CF: Yes, we're talking a lot with CIOs, CTOs, mayors, deputy mayors and city managers. What we're finding is that even though the budget might be held within the water department or transportation or corrections, the necessary solutions, whether they are considered technology solutions or not, need to be more technology enabled. They involve some components of technology, so CIOs, CTOs are getting pulled into these discussions where they may not have typically been pulled in. They need to get smart on these solutions pretty quickly and we will present alternative solutions to these people. Streetlights are a big one for smart cities, you know they say streetlights are the gateway drug for smart cities. A lot of that is the people managing streetlights are facilities departments, not IT. So, you have facilities looking to swap out light-bulbs, but then, because the light-bulb company has connected bulbs, they're going to then go to the facilities department saying, "Hey, you should use this bulb that can tell you when it needs to be replaced, so it lowers your cost of ownership, but in order for it to be connected you have to have a Wi-Fi device on the street post." Who manages Wi-Fi? The IT department, right? So IT's getting pulled into all these things. So that's why they are our point person in a lot of these things. Then we move out into the various departments as well.

S&RC: How do you interface purchasing or procurement?

CF: Procurement gets brought in more and more. Often times they're just being brought in to see one solution like, "Hey, we want to buy this." Okay well, what else is out there? Who else has used them? They want to reach out and see what the contracts look like with those other cities, because they don't want to have to reinvent the wheel with these companies and be like, "What's your licensing model? What's your standard government discount? Who are your references? What's the viability of your company?" Someone else has already done this.

We call it the six degrees of acquisition; someone else somewhere has bought this technology and we're helping connect you to the guys that have already done it. We can be an integral process of that procurement cycle, to where the procurement officers will reach out and say, "Hey, show me the other contracts. Show me the other cities who have bought this stuff. I'm interested and need to cut down this process." It's an important piece.

S&RC: Given the way that technology has developed a lot faster than other legacy infrastructure products, have you found any difficulty in dealing with that from a procurement standpoint?

CF: It sort of defines the reason why we're here in general, right? The procurement process is longer than development cycles. When procurement starts and the line of business decides they want to buy a certain technology version 5.0, by the time the procurement process is done it's already version six, version seven. If you want to swap out those numbers, you have to restart the process. The reason why we're here is to expedite in their procurement cycle so that government feels more comfortable. We lower that risk of purchasing technology to bring better technology into the government space and attract more technology solutions into government. You have a whole host of companies that sell IoT devices, sell software systems that are viable for the government, but they won't touch it because the procurement cycle is too slow. The government is hamstrung because they're only able to look at the piece of the market that's willing to sell to them - and not the most innovative technologies out there. We are opening doors for government to have access to better technology, by reducing the risk and the time barrier of acquisition.

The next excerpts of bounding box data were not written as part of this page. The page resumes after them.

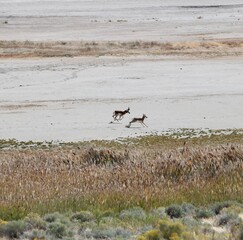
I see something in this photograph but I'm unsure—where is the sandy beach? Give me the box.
[0,0,243,141]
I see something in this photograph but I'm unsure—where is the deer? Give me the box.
[126,114,148,128]
[112,108,130,121]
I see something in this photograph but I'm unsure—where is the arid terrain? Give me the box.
[0,0,243,141]
[0,0,243,240]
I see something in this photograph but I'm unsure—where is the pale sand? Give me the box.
[0,0,243,141]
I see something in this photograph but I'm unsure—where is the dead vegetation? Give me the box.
[0,137,243,218]
[0,40,243,58]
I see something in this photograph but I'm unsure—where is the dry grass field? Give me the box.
[0,133,243,219]
[0,39,243,58]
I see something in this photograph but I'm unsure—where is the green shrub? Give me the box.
[92,227,116,239]
[217,213,240,226]
[71,211,95,223]
[158,219,185,240]
[165,204,184,218]
[181,203,196,216]
[143,229,161,240]
[0,220,27,238]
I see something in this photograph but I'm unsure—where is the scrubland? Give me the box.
[0,131,243,239]
[0,39,243,58]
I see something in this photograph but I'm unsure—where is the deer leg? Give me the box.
[143,122,148,127]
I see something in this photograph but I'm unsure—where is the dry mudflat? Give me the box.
[0,0,243,141]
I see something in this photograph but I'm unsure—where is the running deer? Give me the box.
[127,114,148,127]
[112,108,130,121]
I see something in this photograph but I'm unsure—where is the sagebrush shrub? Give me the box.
[165,204,184,218]
[195,207,214,218]
[0,220,26,238]
[158,219,185,240]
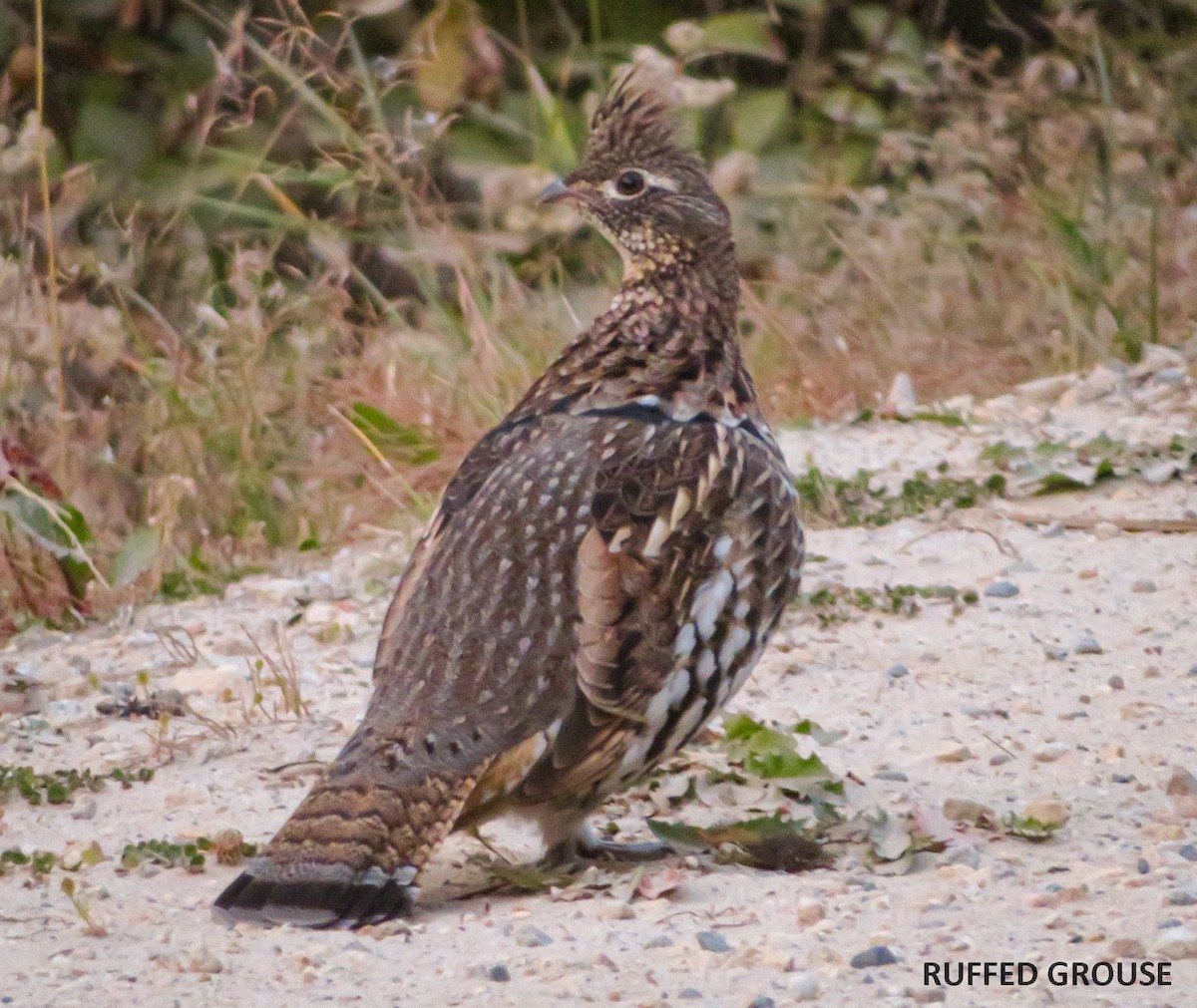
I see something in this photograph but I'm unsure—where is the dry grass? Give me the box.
[0,7,1197,633]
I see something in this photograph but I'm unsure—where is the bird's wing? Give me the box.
[521,409,802,802]
[347,410,801,800]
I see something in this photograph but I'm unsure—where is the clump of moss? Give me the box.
[794,466,1005,528]
[0,764,154,805]
[121,830,257,872]
[802,584,980,626]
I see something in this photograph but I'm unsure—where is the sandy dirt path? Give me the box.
[0,360,1197,1008]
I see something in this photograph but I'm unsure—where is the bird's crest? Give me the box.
[583,68,682,170]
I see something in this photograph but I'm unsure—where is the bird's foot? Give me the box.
[538,830,674,870]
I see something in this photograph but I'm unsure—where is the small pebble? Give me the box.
[794,896,827,928]
[695,931,731,952]
[1035,742,1072,763]
[948,846,981,870]
[788,973,819,1001]
[516,924,553,948]
[849,944,898,970]
[986,580,1018,598]
[1022,799,1072,828]
[1163,766,1197,795]
[1109,937,1147,959]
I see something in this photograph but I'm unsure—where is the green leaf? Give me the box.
[349,402,441,466]
[700,11,784,62]
[731,88,790,154]
[0,494,91,560]
[113,525,160,586]
[744,753,831,781]
[1004,814,1064,844]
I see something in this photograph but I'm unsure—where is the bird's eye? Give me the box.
[615,170,644,196]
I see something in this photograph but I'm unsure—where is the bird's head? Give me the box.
[544,78,730,280]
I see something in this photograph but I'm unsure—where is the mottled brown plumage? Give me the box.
[216,76,802,926]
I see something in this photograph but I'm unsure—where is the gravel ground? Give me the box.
[7,354,1197,1008]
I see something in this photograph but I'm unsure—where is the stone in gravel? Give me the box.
[187,944,223,973]
[1151,924,1197,959]
[794,896,827,928]
[1109,938,1147,959]
[1022,799,1072,828]
[848,944,898,970]
[944,799,998,826]
[986,580,1018,598]
[786,973,819,1001]
[516,924,553,948]
[948,844,981,871]
[1035,742,1072,763]
[881,371,918,420]
[694,931,731,952]
[1163,766,1197,795]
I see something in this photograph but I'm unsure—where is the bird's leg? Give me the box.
[539,822,674,868]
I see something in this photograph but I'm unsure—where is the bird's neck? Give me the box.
[516,236,759,420]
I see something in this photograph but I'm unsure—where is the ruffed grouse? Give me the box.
[215,82,802,926]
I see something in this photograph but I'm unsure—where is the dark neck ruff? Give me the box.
[515,234,759,417]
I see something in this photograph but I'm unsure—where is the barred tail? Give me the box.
[213,765,474,928]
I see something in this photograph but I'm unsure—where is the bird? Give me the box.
[214,74,803,928]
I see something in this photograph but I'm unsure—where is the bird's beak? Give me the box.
[538,178,579,203]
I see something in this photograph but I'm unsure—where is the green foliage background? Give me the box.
[0,0,1197,633]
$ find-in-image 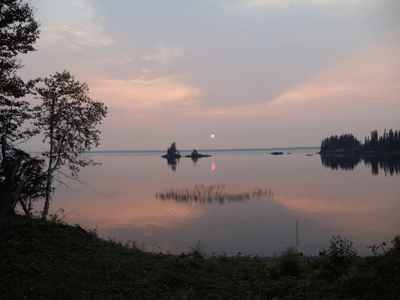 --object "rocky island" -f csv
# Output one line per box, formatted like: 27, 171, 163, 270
161, 142, 211, 161
161, 142, 182, 160
185, 149, 211, 159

S&RC: What are the next stages going forward for Marketplace.city? STOP

CF: I think a lot of it has to do with becoming a more integral part of the government buying process. Government has significant hurdles in finding out what are the people are doing. They also have hurdles in promoting what it is they do. The whole reviews space is unknown for government.  We are working to bring consumer functionality into the government space. It's just nobody is really doing anything out there. It's just something that we want them to know.

This interview has been edited for length and clarity.